Potsdam Institute for Climate Impact Research (PIK)
PIK addresses crucial scientific questions in the fields of global change, climate impacts and sustainable development. Researchers from the natural and social sciences work together to generate interdisciplinary insights and to provide sound information for decision making. PIK's main methodologies are systems and scenarios analysis, modeling, computer simulation, and data integration.
Research at PIK is organized in four interdisciplinary Research Domains including: Earth System Analysis, Climate Impacts & Vulnerabilities, Sustainable Solutions, and Transdisciplinary Concepts & Methods. The objective of the 'Climate Impacts and Vulnerabilities' Research Domain is to assess multi-sector climate impacts and adaptation options, including socio-economic costs, at 2°C global warming and beyond. Cross-scale interactions between global modeling approaches and comparative regional case studies are taken into account through comprehensive project portfolios.
This research agenda ranges from well-established single-sector and multi-sector climate impact assessments at the regional level to innovative single-sector and multi-sector climate impact assessments at the global level. Cross-scale interactions between global modeling approaches and comparative regional case studies are explicitly taken into account.
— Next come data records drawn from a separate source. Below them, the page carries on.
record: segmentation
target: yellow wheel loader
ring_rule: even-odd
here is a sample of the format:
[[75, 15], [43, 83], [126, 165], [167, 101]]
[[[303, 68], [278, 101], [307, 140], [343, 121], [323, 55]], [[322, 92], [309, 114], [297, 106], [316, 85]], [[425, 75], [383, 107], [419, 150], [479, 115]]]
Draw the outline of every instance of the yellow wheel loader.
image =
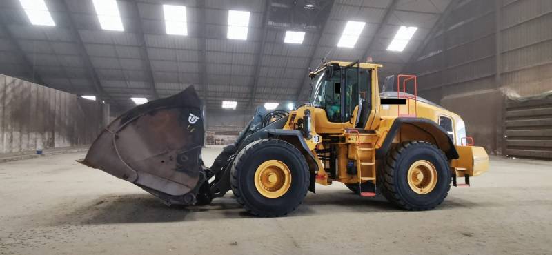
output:
[[[201, 157], [201, 103], [193, 87], [139, 105], [112, 122], [81, 162], [130, 181], [167, 205], [205, 205], [232, 190], [250, 214], [286, 215], [315, 183], [382, 194], [408, 210], [430, 210], [453, 186], [486, 171], [462, 119], [417, 96], [415, 76], [378, 86], [374, 63], [327, 62], [309, 75], [310, 103], [258, 108], [210, 167]], [[463, 178], [464, 183], [457, 183]]]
Long-term global scenarios with a high spatial resolution on socio-economic development, climate impact assessments, and adaptation strategies are used as inputs by regional and sectoral case studies. Sector-specific regional assessments systematically contribute their detailed results to highly aggregated global syntheses of climate impacts and costs. Global-scale assessments can guide the selection of regional hot-spots for detailed impacts studies. Multi-sector impact aggregation and damage assessments take advantage of strong interdisciplinary research teams.
Some of the overarching research questions at PIK are:
- What are climate change impacts and socio-economic damages at 2, 3, 4 or 5°C global warming?
- What are the risks of severe climate change impacts?
- How can multi-sector impacts be linked and aggregated?
- What are synergies between adaptation and mitigation?
PIK was founded in 1992 and is a non-profit organization. It is a member of the Leibniz Association and is funded to a roughly equal extent by the Federal Republic of Germany and the Federal State of Brandenburg.